Il y a aussi des efforts qui sont faits sur l’environnement juridique et judiciaire, sur le traitement des contentieux, parce que ça aussi c’est un autre problème. Et tout ça, avec les réflexions qui sont faites sur la tarification modérée sur certains produits, je pense qu’on pourrait aller de l’avant sur la baisse des taux d’intérêt, même si un effort a été sensiblement fait, parce qu’aujourd’hui vous avez des taux moyens qui tournent autour de 7 à 8 %. C’est vrai que les taux dépendent du client. Deux clients peuvent ne pas avoir le même taux d’intérêt, ca dépend un peu de leur profil de risque, etc. Il y a beaucoup d’éléments qui rentrent en considération.

 La baisse est de combien de points actuellement ?

Je ne peux pas vous le dire, parce que la baisse attend un peu. Mais si on compare à ce qu’il y avait il y a 5 ou 10 ans, on note une baisse sensible, aujourd’hui. Avant, on était peut-être à des taux d’intérêt qui dépassaient les 10 %. Aujourd’hui, on est en dessous de la barre des 10 %. Il y a même pour certains secteurs où on a des taux d’intérêt qui tournent autour de 7 %. Donc, il y a eu un effort sur les taux d’intérêt, même si on peut encore faire quelques efforts à ce niveau-là.

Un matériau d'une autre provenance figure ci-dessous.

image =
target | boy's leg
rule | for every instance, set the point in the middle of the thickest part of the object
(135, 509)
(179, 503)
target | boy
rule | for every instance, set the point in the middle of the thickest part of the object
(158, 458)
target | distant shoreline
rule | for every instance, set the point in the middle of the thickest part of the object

Est-ce qu’il y a la perspective d’ouverture d’autres banques au Sénégal ?

Oui, je pense qu’on est dans un système ouvert, on est dans un système où la libre entreprise est de mise et donc les opérateurs peuvent librement monter leur dossier et le soumettre à l’agrément de la Banque centrale. La porte n’est pas fermée et vous voyez, on continue à attirer d’autres investisseurs, notre zone UEMOA attire les investisseurs parce que c’est rentable, c’est intéressant et il y a des perspectives intéressantes avec l’évolution de nos économies.

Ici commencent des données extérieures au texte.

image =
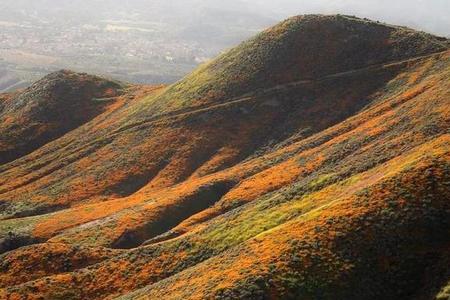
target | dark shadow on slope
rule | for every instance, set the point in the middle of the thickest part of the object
(172, 215)
(14, 241)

Donc, je ne vois pas pourquoi on va faire de barrières pour qu’il n’y ait pas d’ouverture de banques encore. L’économie en a besoin, si on en juge par le taux de financement qui tourne autour de 35 %, si  on en juge par les besoins qui ne sont pas satisfaits. L’agriculture est financée à hauteur de 5 %, donc il y a des besoins énormes des secteurs économiques importants qui ne sont pas encore financés. Donc, aujourd’hui, on peut bien continuer à accueillir des banques au Sénégal. Parce qu’aussi une banque qui se crée au Sénégal a le marché de l’UEMOA. Ça aussi, il ne faut pas l’oublier. C’est une banque qui se crée avec le dispositif de l’agrément unique, une banque peut créer des succursales dans les autres pays ou même des filiales. Donc il ne faut pas voir seulement le marché du Sénégal, mais celui de l’UEMOA.

En dehors de l’agriculture, quels sont les secteurs qui ont le plus besoin de financement ?

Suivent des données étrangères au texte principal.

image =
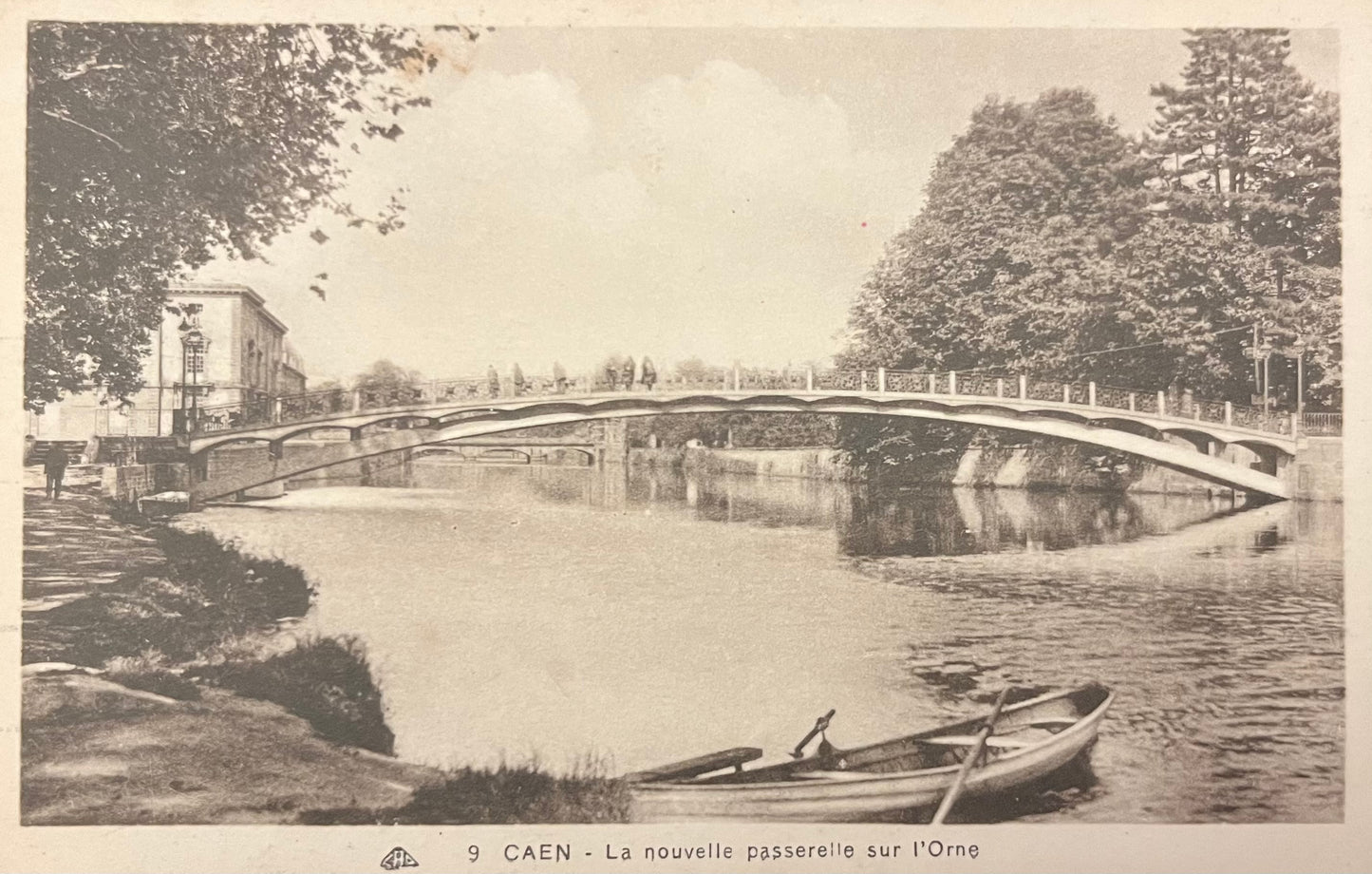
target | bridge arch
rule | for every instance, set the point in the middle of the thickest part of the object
(538, 412)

Il y a l’agriculture et tout ce qui touche au secteur primaire, peut-être. Il y a le secteur de l’industrie parce que quand vous regardez le secteur qui bénéficie le plus des financements, c’est le commerce, les transports, l’industrie légère. Il y a les PME qui ne cessent de se plaindre des conditions d’accès difficiles aux financements. Notre tissu économique est constitué de 98 ou 95 % de PME. Donc, si ces entreprises n’arrivent pas à être financées, ça va être un problème. Là, c’est pour vous dire que les PME sont dans tous les secteurs et d’une manière générale, elles ont des problèmes. Quand vous regardez les jeunes, avec l’entreprenariat, il y a des conditions difficiles d’accès liées à la garantie, liées à l’apport personnel, liées même à la qualité des projets qu’on présente.